Vu l’arrêté préfectoral ordonnant une obligation de quitter le territoire français en date du 21 décembre 2025 notifié le même jour, ayant donné lieu à une décision de placement en rétention en date du 23 mai 2026, notifiée le même jour à 11h20 concernant :
M. [W] [P]
né le 12 Juin 1987 à [Localité 2]
de nationalité Géorgienne
Vu la requête reçue au greffe du magistrat du siège du tribunal judiciaire de Nîmes en charge du contentieux de la rétention administrative le 26 mai 2026 à 16h43, enregistrée sous le N°RG 26/02607 présentée par M. le Préfet de Vaucluse ;
Vu la requête reçue au greffe du magistrat du siège du tribunal judiciaire de Nîmes en charge du contentieux de la rétention administrative le 26 mai 2026 à 10h06, présentée par M. [W] [P] tendant à voir contester la mesure de placement prise à son égard;
Vu l’ordonnance rendue le 28 Mai 2026 à 11h30 par le magistrat du siège du tribunal judiciaire de Nîmes en charge du contentieux de la rétention administrative, qui a :
* Déclaré la requête recevable ;
* Ordonné la jonction des requêtes ;
* Rejeté la requête en contestation de placement en rétention
* Rejeté la demande d’assignation à résidence
* Ordonné pour une durée maximale de 26 jours commençant quatre jours après la notification de la décision de placement en rétention, le maintien dans les locaux ne relevant pas de l’administration pénitentiaire, de M. [W] [P] ;
* Dit que la mesure de rétention prendra fin à l’expiration d’un délai de 26 jours à compter du 27 mai 2026;
Vu l’appel de cette ordonnance interjeté par Monsieur [W] [P] le 29 Mai 2026 à 10h10 ;
Vu l’absence du Ministère Public près la Cour d’appel de Nîmes régulièrement avisé ;
Vu la présence de Monsieur [S] [K], représentant le Préfet de Vaucluse, agissant au nom de l’Etat, désigné pour le représenter devant la Cour d’Appel en matière de Rétention administrative des étrangers, entendu en ses observations ;
Vu l’assistance de Madame [M] [G] interprète en langue géorgienne inscrit sur la liste des experts de la cour d’appel de Nîmes ;
Vu la comparution de Monsieur [W] [P], régulièrement convoqué ;
Vu la présence de Me Isabelle VIREMOUNEIX, avocat de Monsieur [W] [P] qui a été entendu en sa plaidoirie ;
MOTIFS :
Monsieur [P] a reçu notification le 21 décembre 2025 d’un arrêté préfectoral du même jour lui faisant obligation de quitter le territoire national sans délai avec interdiction de retour pendant quatre ans.
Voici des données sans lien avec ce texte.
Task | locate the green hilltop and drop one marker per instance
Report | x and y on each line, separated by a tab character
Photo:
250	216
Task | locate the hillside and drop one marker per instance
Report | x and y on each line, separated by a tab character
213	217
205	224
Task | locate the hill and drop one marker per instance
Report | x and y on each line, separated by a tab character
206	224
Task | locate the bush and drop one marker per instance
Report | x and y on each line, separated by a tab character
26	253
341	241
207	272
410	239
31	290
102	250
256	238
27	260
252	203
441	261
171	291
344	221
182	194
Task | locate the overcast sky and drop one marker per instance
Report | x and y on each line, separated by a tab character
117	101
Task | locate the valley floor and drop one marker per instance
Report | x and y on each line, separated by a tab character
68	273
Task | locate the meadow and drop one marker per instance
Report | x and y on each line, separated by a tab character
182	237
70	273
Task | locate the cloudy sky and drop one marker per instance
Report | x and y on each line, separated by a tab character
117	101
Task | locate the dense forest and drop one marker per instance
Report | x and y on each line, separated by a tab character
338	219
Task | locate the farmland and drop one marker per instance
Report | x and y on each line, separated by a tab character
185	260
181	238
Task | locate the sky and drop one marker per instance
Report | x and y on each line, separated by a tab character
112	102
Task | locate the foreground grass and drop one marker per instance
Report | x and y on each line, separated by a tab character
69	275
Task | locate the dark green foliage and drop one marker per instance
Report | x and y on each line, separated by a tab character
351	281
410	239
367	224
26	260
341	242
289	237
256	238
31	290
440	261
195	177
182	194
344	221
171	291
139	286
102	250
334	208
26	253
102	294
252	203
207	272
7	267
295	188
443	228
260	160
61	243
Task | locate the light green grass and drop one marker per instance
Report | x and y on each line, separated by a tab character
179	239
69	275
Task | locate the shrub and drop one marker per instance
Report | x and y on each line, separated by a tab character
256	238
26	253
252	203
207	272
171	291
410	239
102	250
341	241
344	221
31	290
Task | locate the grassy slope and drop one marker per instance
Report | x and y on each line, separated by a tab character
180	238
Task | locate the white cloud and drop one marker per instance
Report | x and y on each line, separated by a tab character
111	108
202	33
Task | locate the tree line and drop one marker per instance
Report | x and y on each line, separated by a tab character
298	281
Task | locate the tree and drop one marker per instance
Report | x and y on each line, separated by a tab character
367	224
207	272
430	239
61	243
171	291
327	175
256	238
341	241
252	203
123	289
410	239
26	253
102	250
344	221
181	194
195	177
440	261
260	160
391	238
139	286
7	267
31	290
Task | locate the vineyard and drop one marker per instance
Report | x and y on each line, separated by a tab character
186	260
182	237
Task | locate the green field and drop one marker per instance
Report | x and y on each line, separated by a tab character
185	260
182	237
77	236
Par arrêté préfectoral en date du 23 mai 2026, qui lui a été notifié le jour même à 11h20, il a été placé en rétention administrative aux fins d’exécution de la mesure d’éloignement.
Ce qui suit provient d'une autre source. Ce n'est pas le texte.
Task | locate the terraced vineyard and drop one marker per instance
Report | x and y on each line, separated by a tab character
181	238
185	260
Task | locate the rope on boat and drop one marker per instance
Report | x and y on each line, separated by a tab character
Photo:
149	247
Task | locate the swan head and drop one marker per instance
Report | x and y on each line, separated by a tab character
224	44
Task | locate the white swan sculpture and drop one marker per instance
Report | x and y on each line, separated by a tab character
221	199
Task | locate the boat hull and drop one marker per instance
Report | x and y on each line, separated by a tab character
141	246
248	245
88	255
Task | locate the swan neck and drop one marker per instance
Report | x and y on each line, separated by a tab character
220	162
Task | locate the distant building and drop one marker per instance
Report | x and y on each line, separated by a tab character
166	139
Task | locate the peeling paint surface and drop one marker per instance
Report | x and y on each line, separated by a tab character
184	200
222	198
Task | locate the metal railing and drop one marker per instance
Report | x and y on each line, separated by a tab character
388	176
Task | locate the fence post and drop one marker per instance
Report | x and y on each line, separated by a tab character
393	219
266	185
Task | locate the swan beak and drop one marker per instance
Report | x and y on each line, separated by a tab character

Par requêtes reçues le 26 mai 2026 à 16h43 et le 26 mai 2026 à 10h06, Monsieur [P] et le Préfet de Vaucluse ont respectivement saisi le magistrat du siège du tribunal judiciaire de Nîmes d’une contestation de ce placement en rétention et d’une demande en prolongation de la mesure.
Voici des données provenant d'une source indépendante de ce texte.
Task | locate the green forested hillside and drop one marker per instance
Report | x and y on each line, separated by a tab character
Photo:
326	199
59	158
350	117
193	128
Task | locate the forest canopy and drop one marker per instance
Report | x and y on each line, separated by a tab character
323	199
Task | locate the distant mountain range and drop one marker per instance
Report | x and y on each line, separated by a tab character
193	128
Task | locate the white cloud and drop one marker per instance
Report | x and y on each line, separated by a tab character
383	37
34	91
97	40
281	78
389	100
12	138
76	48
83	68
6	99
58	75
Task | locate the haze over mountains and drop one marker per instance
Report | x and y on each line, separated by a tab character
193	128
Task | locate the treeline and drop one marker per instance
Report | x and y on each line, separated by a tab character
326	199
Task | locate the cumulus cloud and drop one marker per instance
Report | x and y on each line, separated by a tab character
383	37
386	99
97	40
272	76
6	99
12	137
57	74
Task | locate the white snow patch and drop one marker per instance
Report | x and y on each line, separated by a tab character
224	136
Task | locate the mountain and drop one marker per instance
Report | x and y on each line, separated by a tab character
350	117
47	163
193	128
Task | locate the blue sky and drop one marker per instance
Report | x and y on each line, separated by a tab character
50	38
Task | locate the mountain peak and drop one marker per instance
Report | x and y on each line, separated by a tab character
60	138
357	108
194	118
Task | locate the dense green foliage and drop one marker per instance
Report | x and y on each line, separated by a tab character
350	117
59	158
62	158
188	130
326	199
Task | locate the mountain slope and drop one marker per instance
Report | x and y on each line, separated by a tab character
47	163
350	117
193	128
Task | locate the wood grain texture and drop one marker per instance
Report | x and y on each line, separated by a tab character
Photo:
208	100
Par ordonnance prononcée le 28 mai 2026 à 11h30, notifiée à M. [P] à 17h04, le magistrat du siège du tribunal judiciaire de Nîmes a rejeté les exceptions de nullité soulevées ainsi que les moyens présentés par Monsieur [P] et ordonné la prolongation de sa rétention administrative pour vingt-six jours.
Monsieur [P] a interjeté appel de cette ordonnance le 29 mai 2026 à 10h10. Sa déclaration d’appel relève l’irrégularité de la requête en prolongation pour incompétence de son signataire ainsi que le défaut d’examen réel et sérieux de sa situation en ce que M. [P] dispose d’un passeport valide, d’un hébergement stable et qu’il a respecté l’assignation à résidence à laquelle il a été soumis.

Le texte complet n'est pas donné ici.